When purchasing any business, it’s extremely important to look at the competitors of that business! These individuals or companies can give you invaluable information about the business venture you’re about to undertake, like whether you should actually buy the business or not! Websites are the exact same way.
The easiest way to find competitors of a website is to look at the search results for some of the keywords that the website ranks for. If you see a particular website showing up in the results for multiple keywords your target website is writing for, they’re likely a direct competitor of yours!
I always like to collect about 10 of these frequent competitors and take a bit of a deeper dive into them. This amount should give you a good idea on the website’s total scope of competition.

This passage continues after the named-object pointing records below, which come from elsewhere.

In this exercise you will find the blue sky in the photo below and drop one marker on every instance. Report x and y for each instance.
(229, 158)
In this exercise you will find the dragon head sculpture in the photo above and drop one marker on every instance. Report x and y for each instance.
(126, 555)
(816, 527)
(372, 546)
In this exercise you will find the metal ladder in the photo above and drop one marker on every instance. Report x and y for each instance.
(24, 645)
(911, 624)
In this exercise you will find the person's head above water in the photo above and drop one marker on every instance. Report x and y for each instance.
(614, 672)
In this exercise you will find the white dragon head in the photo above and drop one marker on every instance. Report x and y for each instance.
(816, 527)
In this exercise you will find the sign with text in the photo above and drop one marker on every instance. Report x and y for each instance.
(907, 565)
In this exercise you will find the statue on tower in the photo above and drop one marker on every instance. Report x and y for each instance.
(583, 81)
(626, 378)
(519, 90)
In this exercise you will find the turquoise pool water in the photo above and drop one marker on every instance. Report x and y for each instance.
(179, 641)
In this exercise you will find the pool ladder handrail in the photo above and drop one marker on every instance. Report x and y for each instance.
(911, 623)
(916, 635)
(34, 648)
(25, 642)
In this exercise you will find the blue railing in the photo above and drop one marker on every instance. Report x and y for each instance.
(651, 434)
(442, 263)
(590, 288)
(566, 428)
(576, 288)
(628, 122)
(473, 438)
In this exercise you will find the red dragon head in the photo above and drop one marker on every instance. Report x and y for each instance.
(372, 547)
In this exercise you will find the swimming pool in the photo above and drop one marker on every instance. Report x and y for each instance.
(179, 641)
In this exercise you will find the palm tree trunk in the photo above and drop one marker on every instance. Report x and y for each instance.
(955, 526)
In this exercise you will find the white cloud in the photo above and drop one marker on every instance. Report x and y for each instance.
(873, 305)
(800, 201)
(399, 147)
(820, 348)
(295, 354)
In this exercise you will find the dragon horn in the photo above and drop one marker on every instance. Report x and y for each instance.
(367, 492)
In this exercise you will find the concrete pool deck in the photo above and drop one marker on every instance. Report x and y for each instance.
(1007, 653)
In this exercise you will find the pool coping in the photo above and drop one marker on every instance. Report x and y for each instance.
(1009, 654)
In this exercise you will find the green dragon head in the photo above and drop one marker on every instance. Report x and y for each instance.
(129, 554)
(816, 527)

The first thing to look at is if the competitors are massive companies or organizations or not. If most or all of a website’s competition are big players, there’s two sides to the coin. On one hand, it means that it’s a very lucrative space with lots of money to be made and a large audience. However, on the other hand, it means that it could be very difficult to grow with such big players dominating the space.
In most cases, if more than a few of the competitors are very large publications, I would advise that you stay out of the space. Remember, we’re looking for websites with growth potential. Or, at the very least, a stable forecast. We don’t want a website that’s slowly going to be crushed by big players.
If most of the competition is made up of small, non-authoritative websites, then you’re likely in a good place!
We’ll want to use these competitors as a guide for content opportunities, monetization opportunities, and backlink opportunities. Essentially, we want to see what they’re doing well so that we can steal from them, and what they’re not doing well so that we can dominate those areas.